The interrelationship of structure and function in the human body is a central osteopathic tenet.15 Along with the concept of somatic dysfunction,16 these foundational principles of osteopathic medicine correlate with the concepts discussed above— mechanical stressors lead to joint damage leading to further joint damage. Using OMT to treat arthrodial and myofascial somatic dysfunctions will, by definition, improve positional asymmetry and remove restrictions to joint range of motion. These improvements in joint function translate to a reduction of strain/shear forces on the joint, the type that the literature discussion above states will lead to joint damage and progression of OA. Specific techniques to address these types of somatic dysfunction include muscle energy, counterstrain, myofascial release, high-velocity, low amplitude (HVLA), and articulatory techniques.
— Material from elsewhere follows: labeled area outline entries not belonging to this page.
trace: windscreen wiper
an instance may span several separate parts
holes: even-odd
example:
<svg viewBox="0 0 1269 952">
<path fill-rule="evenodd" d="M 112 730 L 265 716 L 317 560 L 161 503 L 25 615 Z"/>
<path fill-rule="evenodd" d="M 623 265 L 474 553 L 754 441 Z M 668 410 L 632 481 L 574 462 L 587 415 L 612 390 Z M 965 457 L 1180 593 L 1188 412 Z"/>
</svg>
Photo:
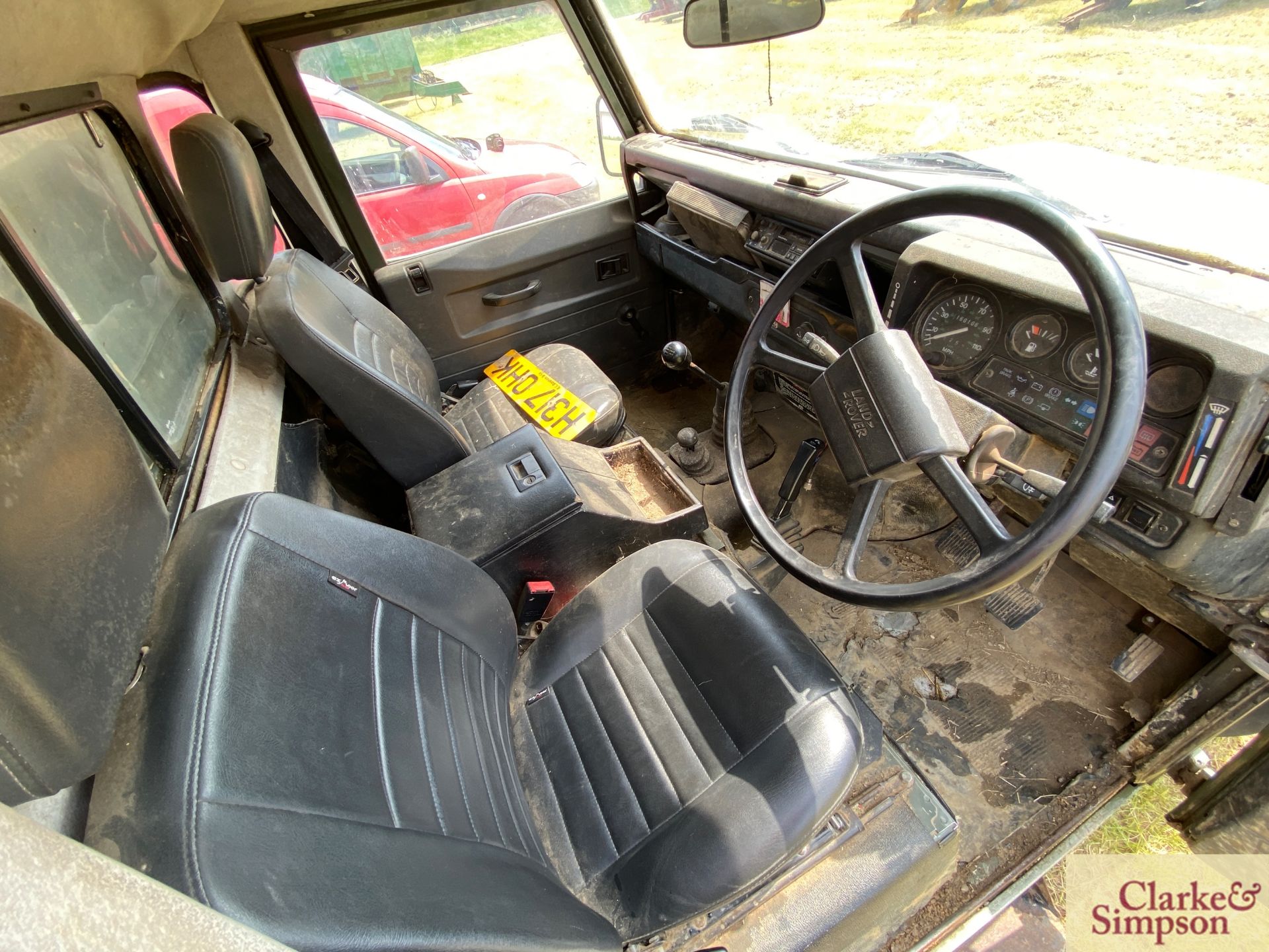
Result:
<svg viewBox="0 0 1269 952">
<path fill-rule="evenodd" d="M 954 173 L 957 175 L 985 175 L 1016 182 L 1018 176 L 1004 169 L 983 165 L 959 152 L 891 152 L 868 159 L 846 159 L 850 165 L 865 169 L 911 169 L 914 171 Z"/>
</svg>

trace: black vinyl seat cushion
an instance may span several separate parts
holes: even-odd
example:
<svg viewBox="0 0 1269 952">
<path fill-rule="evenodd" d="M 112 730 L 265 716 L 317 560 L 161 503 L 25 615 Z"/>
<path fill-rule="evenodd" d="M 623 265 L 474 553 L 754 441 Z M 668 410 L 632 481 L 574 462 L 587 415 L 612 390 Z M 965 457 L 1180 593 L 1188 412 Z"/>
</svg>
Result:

These technique methods are components of a comprehensive osteopathic principles and practice/osteopathic manipulative medicine (OPP/OMM), and the majority are required to be taught in the osteopathic medical student curriculum.17 Therefore, these techniques are in the wheelhouse of most osteopathic physicians and are easy to apply in outpatient primary care, as well as other clinical settings. Studies looking at knee OA, for example, have shown improvements in range of motion, joint function, and pain after manual manipulation to the knee (including bony articular, axial traction, oscillatory mobilization and fascial/vascular manipulative techniques).18 Given the impact of OA on the lower extremity, there is room for the physician to make significant improvement on patient morbidity and quality of life, while potentially reducing financial healthcare burdens related to this disease process.